Farmers in England who want to help more children learn about life on a farm are being invited to apply for funding by Natural England.


Environmental stewardship funding through the Higher Level Scheme (HLS) is available to help provide items to improve visitor access to farms ranging from kissing gates and benches to farm classrooms.

Successful applicants will also be eligible for an annual base payment and revenue payments for up to 25 educational visits a year.

There are currently more than 1,000 farmers in England supplementing their income by offering educational visits.

Ian Fugler, Natural England’s director of land management, said: “Opening the farm up to groups as an educational resource is a great opportunity for children to experience life on a farm, learn about wildlife, where their food comes from and how the land is managed.

“These visits can make a real difference, especially for children from urban areas who would not otherwise have the chance to visit the countryside or see how a working farm operates – this funding will enable more to follow in their footsteps.”

Exeter farmer Andy Bragg, of West Town Farm, said: “We’ve been running educational visits at the farm for years, and HLS educational access funding has helped us to fund these visits.

“It’s great to be able to show visitors around the farm and to help them experience that connection between themselves, their food and the countryside.

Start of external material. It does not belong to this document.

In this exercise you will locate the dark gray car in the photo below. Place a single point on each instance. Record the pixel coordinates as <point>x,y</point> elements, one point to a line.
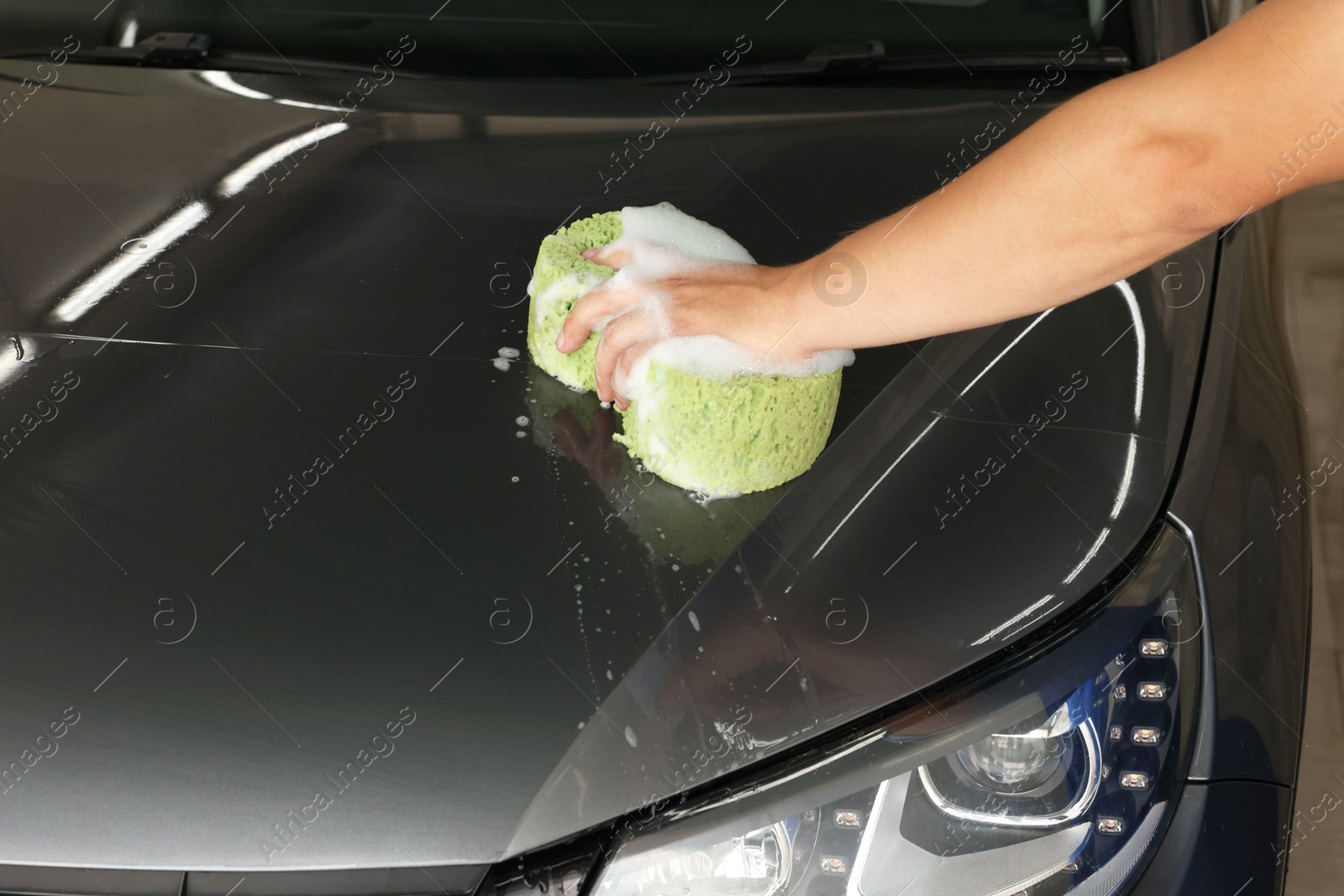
<point>318,586</point>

“However, the facilities here did need improving, so the capital grant fund has enabled us to build a classroom and toilet block, and to provide interpretation boards and a tractor-trailer. We hope this will open up the farm to many more people of all ages and help us to run even better visits.”

Natural England said the evidence of the demand for more educational visits to farms was clear.

Research shows 97% of teachers believe it is important for pupils to learn about the countryside in the National Curriculum – and 98% believe the countryside could play a greater role in cross-curricular learning.

Yet less than half of all children aged between five and 16 years old went on a school trip to the countryside in 2008, according to the study by the Countryside Alliance in 2009.

Farmers in HLS who can demonstrate the potential for their farms to host high-quality educational visits for school children or care farming clients should contact their local Natural England land management adviser by 30 June 2012 to apply for the funding.